In Their Own Words

EIGHT NEW-GENERATION AFRICAN POETS

NEW-GENERATION AFRICAN POETS (TATU)
An excerpt from Kwame Dawes Introduction to the third set of the New-Generation African Poets Chapbooks.

The African Poetry Book Fund is a project that seeks to undermine the easy ways of reducing Africa to notions that do not recognize the complexity and variety of experiences and practices that constitute poetry written by Africans. In many ways, it would be tempting to try to offer some definitive statement about what African poetry is, but this would be a silly thing to attempt, and, at the end of the day, such exercises belong to our colleagues in academia and not to us in our capacity as editors. It strikes me as more critical to at least make us see what African poets at home and abroad are writing. All of these poets share one thing in common: they consider themselves Africans and do so not as individuals of the historical diaspora, which created new nations of people of African descent in the Americas and in parts of Europe, but as individuals who have an immediate and very recent connection to Africa, either as residents or as what we like to call immigrants. It is important that they consider themselves Africans both for academic reasons and for practical reasons: the project is called the African Poetry Book Fund, after all.

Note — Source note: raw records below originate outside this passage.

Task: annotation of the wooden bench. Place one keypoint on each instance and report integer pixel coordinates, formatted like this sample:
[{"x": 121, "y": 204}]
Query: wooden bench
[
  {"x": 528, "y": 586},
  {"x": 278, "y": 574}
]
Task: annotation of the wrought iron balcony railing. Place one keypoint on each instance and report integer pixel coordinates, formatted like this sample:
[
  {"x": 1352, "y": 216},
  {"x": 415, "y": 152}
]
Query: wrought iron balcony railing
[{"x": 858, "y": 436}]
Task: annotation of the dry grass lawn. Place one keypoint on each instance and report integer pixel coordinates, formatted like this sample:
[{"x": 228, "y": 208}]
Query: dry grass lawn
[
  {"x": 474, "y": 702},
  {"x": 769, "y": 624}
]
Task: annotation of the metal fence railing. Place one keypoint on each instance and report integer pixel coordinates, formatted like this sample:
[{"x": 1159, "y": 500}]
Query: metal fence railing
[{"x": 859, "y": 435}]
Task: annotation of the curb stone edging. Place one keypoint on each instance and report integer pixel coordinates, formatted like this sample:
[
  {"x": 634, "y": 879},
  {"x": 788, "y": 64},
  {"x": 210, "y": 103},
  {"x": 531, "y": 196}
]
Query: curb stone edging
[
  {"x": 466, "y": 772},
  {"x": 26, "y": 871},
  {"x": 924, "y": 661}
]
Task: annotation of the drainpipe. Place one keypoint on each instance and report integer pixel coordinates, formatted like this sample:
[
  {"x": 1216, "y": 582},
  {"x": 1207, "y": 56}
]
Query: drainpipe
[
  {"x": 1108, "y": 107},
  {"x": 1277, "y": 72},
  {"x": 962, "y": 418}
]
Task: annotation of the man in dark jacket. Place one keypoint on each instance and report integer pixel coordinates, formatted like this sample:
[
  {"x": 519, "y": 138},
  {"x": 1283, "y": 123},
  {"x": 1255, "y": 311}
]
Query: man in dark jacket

Yet even as I am unwilling to offer a prescription of what makes an African poem African, I certainly am enthusiastic about observing that African poets are writing poetry of great variety, range, and complexity in terms of styles, forms, and subject matter. I am enthusiastic about the ways in which the varied backgrounds, language groups, cultures, and histories that make up this diverse continent are all reflected in the poetry that these poets are producing.

But I do not want to pretend that the editing of this box set and this series has not been a product of the distinctive tastes of Chris Abani and myself. By this, I mean there is nothing unusual about this series, as series go. Editors have their biases and inclinations, and these are reflected in the selections they make. They are also reflected in the ways we have edited the collection. But we are also teachers, editors of long standing, and serious readers of poetry from all around the world and within the long tradition of African poetry. Thus, we come with a broader sense than most of what might prove interesting and effective in poetry. We are also as interested in taking the aesthetic inclinations of the poets seriously and challenging them to bring to these goals a full command of craft. We believe that the more options an artist has, the greater the choices he or she will make. And so we are proud of the eclectic nature of the work in this box set. There is no prescriptive content at work here, but instead, above all, we find the work urgent, well-crafted, and beautifully and movingly evocative.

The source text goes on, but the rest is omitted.